COS 598L Advanced Topics in Computer Science: Machine Learning for Structural Biology

Instructor	Ellen Zhong
Time	Tuesdays 1:20-4:10p, Friend Center 007
Office hours	Mondays 4:00-5:00p, CS 314, or by appointment
Slack	Link
Syllabus	Link

Recent breakthroughs in machine learning algorithms have transformed the study of the 3D structure of proteins and other biomolecules. This seminar class will survey recent papers on ML applied to tasks in protein structure prediction, structure determination, computational protein design, physics-based modeling, and more. We will take a holistic approach when discussing papers, including discussing their historical context, algorithmic contributions, and potential impact on scientific discovery and applications such as drug discovery.
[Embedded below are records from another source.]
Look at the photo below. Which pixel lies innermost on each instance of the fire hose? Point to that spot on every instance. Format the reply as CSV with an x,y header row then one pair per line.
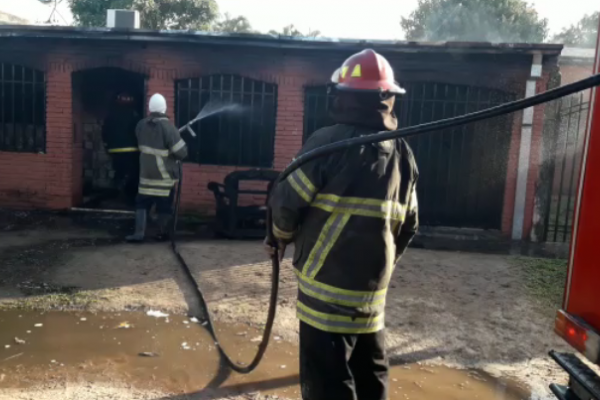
x,y
492,112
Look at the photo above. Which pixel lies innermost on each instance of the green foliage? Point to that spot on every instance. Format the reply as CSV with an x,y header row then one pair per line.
x,y
544,279
291,31
239,24
475,20
154,14
582,34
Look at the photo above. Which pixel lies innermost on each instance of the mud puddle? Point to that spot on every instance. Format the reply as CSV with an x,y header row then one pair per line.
x,y
176,355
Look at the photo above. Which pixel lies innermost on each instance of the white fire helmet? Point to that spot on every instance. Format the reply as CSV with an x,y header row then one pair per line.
x,y
158,104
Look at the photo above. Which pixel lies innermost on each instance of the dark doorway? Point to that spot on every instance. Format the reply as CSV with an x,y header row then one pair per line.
x,y
97,95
For more information on the discussion format, expectations, and grading, see the course syllabus.

Goals

Learn about machine learning methods applied to problems in structural biology
Learn how to critically read and evaluate papers
Learn how to pose research problems and practice oral and written scientific communication skills
Bonus: Exposure to relevant basic and applied ML research in industry from guest speakers

Topics

A non-exhaustive list of topics we will cover include:

An introduction to structural biology
Protein structure prediction before and after AlphaFold2
Computer vision and cryo-electron microscopy (cryo-EM)
Computational protein design, in particular, antibody and vaccine design
Physics-based modeling and statistical mechanics
Small molecule drug discovery

Selected papers will cover a broad range of algorithmic concepts and machine learning techniques including:

Supervised learning and designing appropriate benchmarks and metrics
Language modeling and transformers
Generative modeling techniques including VAEs, GANs, normalizing flows, and diffusion models
Geometric deep learning
Neural rendering and multi-view 3D reconstruction

In addition to the assigned papers, optional primers or reviews on relevant topics will be made available for background reading.

Assignments

Final project guidelines: link

Guest Speakers

Tuesday, March 3rd, 1:20pm ET
Mark Goldstein (Flatiron Institute)

Title: Diffusion models and flow matching for molecule generation and design

Bio: Mark Goldstein is a Research Fellow in the Center for Computational Mathematics at the Flatiron Institute. Previously, he completed his PhD at the NYU Courant Institute of Mathematical Sciences, CILVR group, advised by Rajesh Ranganath and Thomas Wies. He works on deep generative models and machine learning in the sciences.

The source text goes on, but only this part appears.